Ce texte précise les exigences minimales en matière d’hygiène applicables aux matériaux utilisés dans ces produits, afin d’éviter tout risque pour la santé humaine, toute altération des propriétés de l’eau ou toute contamination. Il introduit des définitions clés, telles que celles de "matériau", "produit", "fabricant", "importateur" ou "organisme notifié", et distingue les produits selon leur niveau de risque, déterminant ainsi les procédures d’évaluation applicables.
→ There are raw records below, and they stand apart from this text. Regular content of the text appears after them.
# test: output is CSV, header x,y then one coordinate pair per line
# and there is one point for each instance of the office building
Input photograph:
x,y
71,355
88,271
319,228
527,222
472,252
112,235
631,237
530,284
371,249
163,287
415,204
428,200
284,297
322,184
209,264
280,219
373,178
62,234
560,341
Deux principales procédures d’évaluation sont prévues : l’examen UE de type (module B) et, selon le niveau de risque, soit l’assurance de la qualité du procédé de fabrication (module D), soit le contrôle interne de la fabrication (module C). Les produits assemblés sont évalués en fonction du composant présentant le risque le plus élevé. Une déclaration UE de conformité, établie par le fabricant, atteste que le produit respecte les exigences hygiéniques.
Les organismes d’évaluation de la conformité doivent être accrédités par un organisme national d’accréditation et répondre à des critères stricts d’impartialité, compétence et indépendance. Les États membres désignent des autorités notifiantes chargées d’évaluer et de notifier ces organismes, tout en garantissant leur objectivité et la confidentialité des informations traitées. Les organismes notifiés sont soumis à des contrôles réguliers et peuvent voir leur notification restreinte, suspendue ou retirée en cas de manquement.
L’application du règlement est progressive, avec une entrée en vigueur différée pour certains produits déjà conformes aux exigences nationales. Le texte prévoit également des modalités de notification et de suivi des organismes notifiés, ainsi qu’un système d’échange d’informations entre les États membres et la Commission pour assurer la cohérence des évaluations.